Paweł Mościcki
Sleep in Resistance


These songs come from the very eye of the storm. Aida, Dheisheh, Fawwar, al-Arroub, Balata, Jalazone, Qalandiya – those are the Palestinian camps where they have been recorded. The first two are at the top of the list of places in the world with the highest concentration of tear gas in the air. All share – besides the ethnicity of their residents – the experience of a permanent state of siege and ever new forms of harassment invented by the Israeli authorities. These songs can be heard in places of brutal – and actually double – oppression, for historical violence (the Naqba), which has forced thousands of Palestinians to leave their homes, overlaps here with actual violence, directed against the refugees that live in the camps. As if it weren’t enough to drive the people out of the country, but to drive the country out of the people as well. To disconnect them from their own culture, strip them of their civil rights, and then to make their life untenable.

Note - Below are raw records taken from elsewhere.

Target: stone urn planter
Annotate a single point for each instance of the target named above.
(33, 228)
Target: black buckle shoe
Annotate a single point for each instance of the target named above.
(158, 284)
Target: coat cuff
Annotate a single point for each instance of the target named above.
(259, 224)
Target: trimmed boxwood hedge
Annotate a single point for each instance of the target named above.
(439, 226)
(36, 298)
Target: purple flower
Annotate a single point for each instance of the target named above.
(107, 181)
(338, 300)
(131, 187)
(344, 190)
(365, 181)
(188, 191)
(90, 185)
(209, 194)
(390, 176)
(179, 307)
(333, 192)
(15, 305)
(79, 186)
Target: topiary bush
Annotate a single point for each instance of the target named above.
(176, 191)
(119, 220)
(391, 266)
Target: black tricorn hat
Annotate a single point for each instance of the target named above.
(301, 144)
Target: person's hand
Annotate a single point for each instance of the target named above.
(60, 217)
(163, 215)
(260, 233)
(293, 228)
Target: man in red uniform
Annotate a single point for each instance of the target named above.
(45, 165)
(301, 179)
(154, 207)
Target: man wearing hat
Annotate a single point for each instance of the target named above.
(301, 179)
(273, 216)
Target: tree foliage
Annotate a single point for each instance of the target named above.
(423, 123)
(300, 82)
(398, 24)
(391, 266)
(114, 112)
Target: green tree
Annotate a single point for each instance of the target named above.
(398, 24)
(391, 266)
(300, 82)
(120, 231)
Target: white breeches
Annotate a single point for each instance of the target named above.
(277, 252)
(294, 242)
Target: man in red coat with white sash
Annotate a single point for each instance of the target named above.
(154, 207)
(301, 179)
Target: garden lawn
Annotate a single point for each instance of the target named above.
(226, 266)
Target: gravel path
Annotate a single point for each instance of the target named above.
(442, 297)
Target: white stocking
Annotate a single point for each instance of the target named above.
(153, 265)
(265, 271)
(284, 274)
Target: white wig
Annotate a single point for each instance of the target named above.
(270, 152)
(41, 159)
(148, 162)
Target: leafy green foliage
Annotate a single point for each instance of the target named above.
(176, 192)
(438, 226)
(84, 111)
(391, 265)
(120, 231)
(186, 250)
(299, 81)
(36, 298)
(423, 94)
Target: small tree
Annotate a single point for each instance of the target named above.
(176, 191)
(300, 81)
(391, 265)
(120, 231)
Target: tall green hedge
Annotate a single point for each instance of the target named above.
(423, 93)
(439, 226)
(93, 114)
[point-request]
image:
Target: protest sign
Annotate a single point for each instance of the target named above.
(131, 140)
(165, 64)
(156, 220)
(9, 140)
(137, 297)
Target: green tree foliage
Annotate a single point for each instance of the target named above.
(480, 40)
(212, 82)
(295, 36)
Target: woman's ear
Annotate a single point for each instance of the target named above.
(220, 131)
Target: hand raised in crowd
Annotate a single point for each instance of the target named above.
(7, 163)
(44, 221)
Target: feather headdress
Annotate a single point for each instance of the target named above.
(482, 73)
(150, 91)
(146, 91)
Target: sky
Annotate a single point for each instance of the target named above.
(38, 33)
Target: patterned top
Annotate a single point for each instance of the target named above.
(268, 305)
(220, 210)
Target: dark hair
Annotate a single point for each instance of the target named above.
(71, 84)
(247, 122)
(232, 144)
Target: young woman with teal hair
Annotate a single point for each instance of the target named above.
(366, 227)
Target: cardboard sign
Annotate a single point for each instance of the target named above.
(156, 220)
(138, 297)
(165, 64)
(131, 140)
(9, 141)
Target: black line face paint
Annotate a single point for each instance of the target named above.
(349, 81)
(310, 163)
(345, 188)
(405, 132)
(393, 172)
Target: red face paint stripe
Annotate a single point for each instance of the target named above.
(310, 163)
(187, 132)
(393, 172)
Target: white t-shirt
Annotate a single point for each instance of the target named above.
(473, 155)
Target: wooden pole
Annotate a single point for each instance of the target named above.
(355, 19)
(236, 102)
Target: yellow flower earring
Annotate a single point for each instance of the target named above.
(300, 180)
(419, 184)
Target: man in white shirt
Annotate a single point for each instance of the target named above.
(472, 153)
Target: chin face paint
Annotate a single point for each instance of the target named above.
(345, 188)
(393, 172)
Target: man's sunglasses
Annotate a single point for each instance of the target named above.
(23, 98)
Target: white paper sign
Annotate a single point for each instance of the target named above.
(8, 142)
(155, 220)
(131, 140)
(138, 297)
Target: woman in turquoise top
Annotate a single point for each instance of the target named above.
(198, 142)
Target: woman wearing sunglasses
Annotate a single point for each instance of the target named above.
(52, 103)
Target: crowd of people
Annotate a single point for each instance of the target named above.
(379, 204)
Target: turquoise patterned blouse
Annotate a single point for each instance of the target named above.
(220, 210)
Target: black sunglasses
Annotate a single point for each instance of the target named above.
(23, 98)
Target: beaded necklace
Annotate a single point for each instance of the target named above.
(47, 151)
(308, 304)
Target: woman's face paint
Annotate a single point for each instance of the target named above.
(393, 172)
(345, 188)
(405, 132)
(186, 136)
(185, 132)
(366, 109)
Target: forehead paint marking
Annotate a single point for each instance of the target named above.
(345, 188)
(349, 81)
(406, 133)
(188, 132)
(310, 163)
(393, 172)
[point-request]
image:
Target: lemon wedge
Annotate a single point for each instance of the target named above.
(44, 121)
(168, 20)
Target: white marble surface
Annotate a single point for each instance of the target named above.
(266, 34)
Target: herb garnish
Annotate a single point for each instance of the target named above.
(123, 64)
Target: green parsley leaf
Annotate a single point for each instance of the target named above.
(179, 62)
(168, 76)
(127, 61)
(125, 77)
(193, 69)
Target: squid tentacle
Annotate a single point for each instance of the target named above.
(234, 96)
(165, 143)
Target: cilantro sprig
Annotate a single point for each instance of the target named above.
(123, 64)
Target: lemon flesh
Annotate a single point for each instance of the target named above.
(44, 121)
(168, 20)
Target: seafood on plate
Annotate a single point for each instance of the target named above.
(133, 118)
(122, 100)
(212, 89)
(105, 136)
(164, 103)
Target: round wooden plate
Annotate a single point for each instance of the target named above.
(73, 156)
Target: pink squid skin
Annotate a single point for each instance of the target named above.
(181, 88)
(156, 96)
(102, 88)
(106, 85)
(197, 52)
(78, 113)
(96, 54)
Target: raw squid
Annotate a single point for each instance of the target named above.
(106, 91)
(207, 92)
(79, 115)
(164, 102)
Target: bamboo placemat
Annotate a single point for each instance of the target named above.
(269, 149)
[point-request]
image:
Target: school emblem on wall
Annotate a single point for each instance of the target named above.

In the streets of the camps, overt violence against and unjustified arrests not only of adults but of kids as well are a daily occurrence, while at night Israeli commandos carry out home searches under the pretext of anti-terrorist operations, fire at alleged militant positions, disturb silence. Sleep deprivation, a torture method used by oppressors all over the world, is employed here against whole neighbourhoods. As in Afghanistan, Iraq, or Guantanamo, the purpose is to keep the subjugated populace in a state of constant agitation, to keep their minds occupied, to never let them forget about their humiliation. Dream deprivation is also a way of cutting off the targets from the realm of regeneration and relaxation, of refusing the terrorized people a chance to let their imagination fly. It is not enough to occupy a territory: the refugees also need to be refused access to soothing oblivion, to an inner emigration that could at least partly alleviate the pain of the physical one.

In those places, Karolina Grzywnowicz has recorded lullabies sung by residents (usually women) in spite of two techniques of power: cultural uprooting and sleep deprivation. Quiet and tender, these songs are also acts of subversion and resistance for which one can get punished. The compilation includes songs from different regions and periods: some are recent, some traditional, and some a creative mix of the two. Protest is not only inscribed here in the very fact of their being sung, but also encoded in their recurring motifs. A ballad about separation from a loved one speaks of nostalgia for the homeland, a children’s rhyme turns into a political pamphlet, streaked with references to the current situation in the region. Sometimes these songs adopt the form of a parable, at other times they wish the children being lulled to sleep a better future than the reality that surrounds them at present.

Listening to these recordings, one can clearly feel that the lullabies are neither separate from reality nor can they be reduced to an object of consumption. This can be heard when they blend smoothly with fragments of conversations or trail off when memory has failed the singer and he or she makes a break to discuss the next stanza. This joint searching for fragments of tradition dispersed in memories is the very core of resistance; it is the actual political statement of these modest singers. It is here that the firmest no pasarán is declared, one that seems to render all the drones, stun grenades, and tear gas ineffective. The power of a tender collectivity making sure that the youngest ones sleep tight is irresistible indeed.

Perhaps, in order to ensure the survival of a community, it is first necessary to protect its flickering existence, woven with dreams, fantasies, and memories, suspended between dream and reality, between the past and the present, in a realm where Palestine simply still exists. Falling asleep, one can persist precisely in staunchest resistance, regaining one’s strength for further struggle, even if it was to preserve one’s ordinary, everyday dignity.

As we know, the Palestinian camps expand only upwards, with the roofs of existing buildings constantly turning into the floors of new storeys. Such is the fate of those who year after year, piece by piece, are being stripped of the part of their homeland that has been left to them. But on each successive floor this homeland’s hidden anthem resounds, sung as a lullaby. How many more floors must be built for the world to truly hear the cry that these songs convey?